The pairing reflects a practical reality of the vulnerability lifecycle. Mythos can find the bugs that survived years of human review, but organizations also need tools that prevent those bugs from being written in the first place. Claude Security fills that role, functioning less like a security researcher and more like a continuous code auditor. Taken together with the findings already on record from earlier Glasswing phases, which surfaced more than 10,000 high-and critical-severity vulnerabilities across open-source projects, the two-tool approach represents a substantial upgrade to the program's overall architecture.

Each new participant must satisfy security requirements before gaining access, which Anthropic has not detailed publicly but which likely involve data-handling agreements, access controls, and human-review commitments. The cadence for disclosures follows the same responsible-disclosure framework as Phase 1: a 90-day window for fixes before any public disclosure, with a 45-day extension available for complex patches. For critical infrastructure operators whose patch cycles are often slower than those of software companies, that timeline may be tighter than they are accustomed to, but it is the same standard that major OS and browser vendors have been working under since April.
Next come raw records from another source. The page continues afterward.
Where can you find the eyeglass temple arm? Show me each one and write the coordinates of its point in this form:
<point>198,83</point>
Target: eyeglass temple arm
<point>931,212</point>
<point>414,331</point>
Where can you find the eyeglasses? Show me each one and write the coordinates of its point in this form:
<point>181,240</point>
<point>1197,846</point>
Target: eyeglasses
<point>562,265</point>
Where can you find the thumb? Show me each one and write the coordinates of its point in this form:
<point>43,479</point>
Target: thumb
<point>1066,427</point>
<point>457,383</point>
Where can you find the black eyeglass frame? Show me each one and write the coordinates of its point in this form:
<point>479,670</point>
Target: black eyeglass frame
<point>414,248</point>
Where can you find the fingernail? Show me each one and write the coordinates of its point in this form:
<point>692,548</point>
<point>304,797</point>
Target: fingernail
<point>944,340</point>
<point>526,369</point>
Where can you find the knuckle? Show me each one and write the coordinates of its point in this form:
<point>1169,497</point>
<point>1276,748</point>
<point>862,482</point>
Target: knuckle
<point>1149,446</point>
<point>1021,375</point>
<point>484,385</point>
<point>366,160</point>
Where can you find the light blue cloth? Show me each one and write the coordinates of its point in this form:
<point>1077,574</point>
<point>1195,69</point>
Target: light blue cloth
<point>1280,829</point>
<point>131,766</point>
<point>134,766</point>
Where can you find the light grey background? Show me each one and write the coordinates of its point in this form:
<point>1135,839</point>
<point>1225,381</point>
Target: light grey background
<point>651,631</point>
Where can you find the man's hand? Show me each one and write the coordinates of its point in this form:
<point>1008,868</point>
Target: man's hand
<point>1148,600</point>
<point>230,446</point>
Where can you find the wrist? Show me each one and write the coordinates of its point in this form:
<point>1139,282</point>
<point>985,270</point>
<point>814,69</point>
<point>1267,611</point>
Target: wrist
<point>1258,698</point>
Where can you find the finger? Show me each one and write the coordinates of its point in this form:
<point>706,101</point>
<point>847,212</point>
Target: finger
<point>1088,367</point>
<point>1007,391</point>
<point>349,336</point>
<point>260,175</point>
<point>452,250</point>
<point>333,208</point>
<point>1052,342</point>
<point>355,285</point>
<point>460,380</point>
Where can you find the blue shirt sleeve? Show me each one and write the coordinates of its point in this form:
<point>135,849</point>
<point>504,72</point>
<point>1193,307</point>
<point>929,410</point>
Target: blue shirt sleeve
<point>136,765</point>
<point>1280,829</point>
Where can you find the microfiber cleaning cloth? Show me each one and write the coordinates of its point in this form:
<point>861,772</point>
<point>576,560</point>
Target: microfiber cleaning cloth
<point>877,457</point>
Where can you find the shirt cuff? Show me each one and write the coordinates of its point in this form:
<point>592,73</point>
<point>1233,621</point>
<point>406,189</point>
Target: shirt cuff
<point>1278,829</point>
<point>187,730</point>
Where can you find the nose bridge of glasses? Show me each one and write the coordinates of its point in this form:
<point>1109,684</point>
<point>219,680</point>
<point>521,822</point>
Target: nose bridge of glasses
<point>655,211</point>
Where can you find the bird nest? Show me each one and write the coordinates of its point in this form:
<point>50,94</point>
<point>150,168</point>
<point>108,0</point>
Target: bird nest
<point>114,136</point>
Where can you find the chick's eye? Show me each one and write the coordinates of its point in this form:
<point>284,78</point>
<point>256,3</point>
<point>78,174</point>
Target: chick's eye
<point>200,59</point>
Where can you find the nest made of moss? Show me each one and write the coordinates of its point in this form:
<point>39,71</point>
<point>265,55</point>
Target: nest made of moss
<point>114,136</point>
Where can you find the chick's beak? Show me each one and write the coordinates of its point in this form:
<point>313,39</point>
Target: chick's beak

Anthropic has indicated further expansions are planned, with priority going to critical open-source software maintainers and additional safety testing organizations. At its current trajectory, Project Glasswing is moving from a closed experiment into something closer to a standing institution in the global security ecosystem, one whose scope is determined less by Anthropic's capacity than by the breadth of software that carries serious systemic risk if compromised.